Observando os movimentos contemporâneos do capital com o
potente aporte da tecnologia, se identifica que a nova rodada - ainda mais
radical do neoliberalismo - caminha para um ciclo de acumulação ainda mais
perverso. Há um monstro a ser contido, que a despeito de tudo ganhou corpos e
mentes nos últimos anos, como tratam os franceses, Dardot & Laval no livro “A
nova razão do mundo”.
As reações à Super Liga do futebol, organizada pelo banco americano
JP Morgan, reunindo os grandes clubes e potentes fundos financeiros globais, parecem
mostrar, mesmo que apenas simbolicamente, que este mundo da "utopia
tecnocrática e financeira" para poucos, em detrimento da maioria tem
limites. A dominação tecnológica e hegemonia financeira precisam também ter
limites.
Para fechar, sabemos que as questões aqui tratadas são estruturais
e se situam no campo da economia política - para além das conjunturais -, que
se somam à crise dos modelo de representação política de quase dois séculos no
ocidente.
Foi neste percurso que chegamos a um estado capturado e sem capacidade
de regular e financiar quase nada e a cada dia entrega mais porções ao mercado.

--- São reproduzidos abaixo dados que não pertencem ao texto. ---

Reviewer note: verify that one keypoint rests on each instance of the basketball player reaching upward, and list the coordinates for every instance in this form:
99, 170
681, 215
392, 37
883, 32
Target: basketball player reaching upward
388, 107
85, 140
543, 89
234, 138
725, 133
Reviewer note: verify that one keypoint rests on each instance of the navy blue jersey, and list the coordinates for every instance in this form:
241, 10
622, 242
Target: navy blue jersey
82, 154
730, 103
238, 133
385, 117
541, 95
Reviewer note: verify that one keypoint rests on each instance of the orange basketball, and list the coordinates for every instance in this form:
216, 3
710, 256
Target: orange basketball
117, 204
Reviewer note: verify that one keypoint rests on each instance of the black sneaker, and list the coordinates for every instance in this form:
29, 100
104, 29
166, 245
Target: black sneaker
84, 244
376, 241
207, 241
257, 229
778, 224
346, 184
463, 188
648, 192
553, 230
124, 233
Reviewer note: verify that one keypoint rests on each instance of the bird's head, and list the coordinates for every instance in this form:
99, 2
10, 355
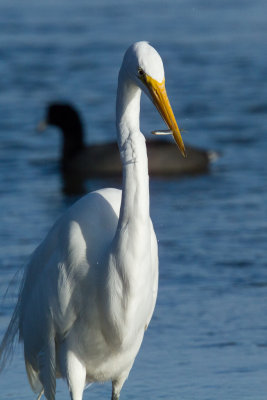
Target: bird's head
145, 67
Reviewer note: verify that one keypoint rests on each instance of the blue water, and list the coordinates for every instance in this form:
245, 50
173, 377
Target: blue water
208, 337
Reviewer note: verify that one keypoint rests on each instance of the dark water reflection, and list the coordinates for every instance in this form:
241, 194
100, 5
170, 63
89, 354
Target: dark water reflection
208, 338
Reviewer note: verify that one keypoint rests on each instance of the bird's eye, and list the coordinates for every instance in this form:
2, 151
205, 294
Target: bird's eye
141, 72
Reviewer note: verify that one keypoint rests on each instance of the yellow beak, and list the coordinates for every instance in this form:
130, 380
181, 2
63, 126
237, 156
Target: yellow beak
160, 99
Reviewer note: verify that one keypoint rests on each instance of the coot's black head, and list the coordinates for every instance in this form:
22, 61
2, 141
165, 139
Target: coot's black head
64, 116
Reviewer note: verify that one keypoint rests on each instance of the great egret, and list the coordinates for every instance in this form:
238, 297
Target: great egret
90, 288
103, 160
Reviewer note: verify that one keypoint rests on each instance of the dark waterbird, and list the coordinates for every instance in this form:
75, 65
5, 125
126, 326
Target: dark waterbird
103, 160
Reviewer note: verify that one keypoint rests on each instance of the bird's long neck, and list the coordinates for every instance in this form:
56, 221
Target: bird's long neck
135, 193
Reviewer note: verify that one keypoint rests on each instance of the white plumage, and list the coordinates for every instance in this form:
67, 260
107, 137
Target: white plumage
90, 288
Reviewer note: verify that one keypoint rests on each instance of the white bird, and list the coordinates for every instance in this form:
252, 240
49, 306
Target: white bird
90, 288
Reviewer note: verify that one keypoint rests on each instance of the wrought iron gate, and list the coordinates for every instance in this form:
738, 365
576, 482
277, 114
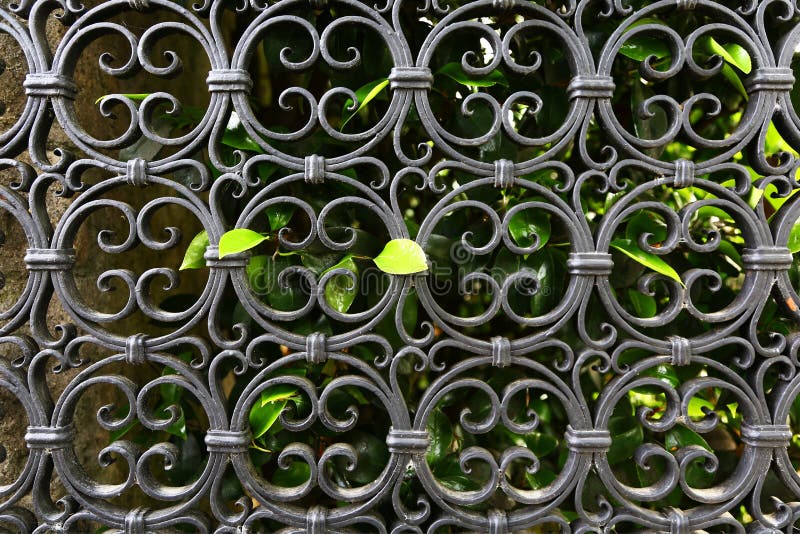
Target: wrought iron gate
603, 339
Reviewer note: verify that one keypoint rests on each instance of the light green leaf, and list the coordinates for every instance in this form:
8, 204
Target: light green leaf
732, 53
794, 239
136, 97
402, 256
264, 413
649, 260
734, 79
236, 136
454, 71
194, 256
338, 292
279, 215
644, 305
525, 225
646, 222
239, 240
365, 94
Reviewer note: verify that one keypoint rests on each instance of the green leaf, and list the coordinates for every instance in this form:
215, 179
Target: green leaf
371, 457
626, 436
365, 94
525, 225
239, 240
279, 215
649, 260
540, 444
665, 373
732, 53
236, 136
734, 79
262, 274
194, 256
453, 70
679, 437
266, 411
640, 47
697, 406
178, 428
794, 239
338, 291
136, 97
549, 266
296, 474
402, 256
441, 433
540, 479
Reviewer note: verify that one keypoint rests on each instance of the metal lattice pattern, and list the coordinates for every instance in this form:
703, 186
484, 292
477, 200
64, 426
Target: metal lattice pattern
728, 349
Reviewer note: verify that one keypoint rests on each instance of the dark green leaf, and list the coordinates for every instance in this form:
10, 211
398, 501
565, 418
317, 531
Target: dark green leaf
732, 53
626, 436
525, 225
365, 94
649, 260
279, 215
644, 305
794, 239
640, 47
441, 435
194, 256
645, 222
340, 291
402, 256
236, 136
454, 71
136, 97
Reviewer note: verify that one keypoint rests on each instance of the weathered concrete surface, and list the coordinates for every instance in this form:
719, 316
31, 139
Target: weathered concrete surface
92, 83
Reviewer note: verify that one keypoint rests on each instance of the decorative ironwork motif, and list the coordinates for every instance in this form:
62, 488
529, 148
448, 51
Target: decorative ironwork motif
587, 329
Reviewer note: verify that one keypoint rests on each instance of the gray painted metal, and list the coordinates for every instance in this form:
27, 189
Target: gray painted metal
50, 257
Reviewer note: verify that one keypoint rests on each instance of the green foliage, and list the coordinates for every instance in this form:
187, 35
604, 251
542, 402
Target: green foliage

Simultaneamente o mercado amplia o controle sobre a sociedade, a política e a
economia, se portando ainda mais distante dos interesses da maioria.
Sim, mesmo percebendo que as questões centrais que decorrem
destas transformações oriundas da relação entre finanças e tecnologia seriam mais
de ordem estrutural e civilizatória, não há como enfrentá-las sem as
intervenções dos estado-nações, para dentro e para fora - interna e
externamente. Assim, talvez, seja possível compreender que ações passariam pela
retomada do Estado, com a finalidade de atender a maioria da sociedade. Porém, não
faria nenhum sentido fazê-lo, sem amplas e profundas reformas no sistema e,
nesse linha não faz nenhum sentido querer apartar a economia da política.
O assunto merece ser aprofundado.
ARRIGHI, G. O longo Século XX.
São Paulo: Contraponto/Unesp, 1996.
ARRIGHI, G. A ilusão do
desenvolvimento. Petrópolis, Editora Vozes, 1997.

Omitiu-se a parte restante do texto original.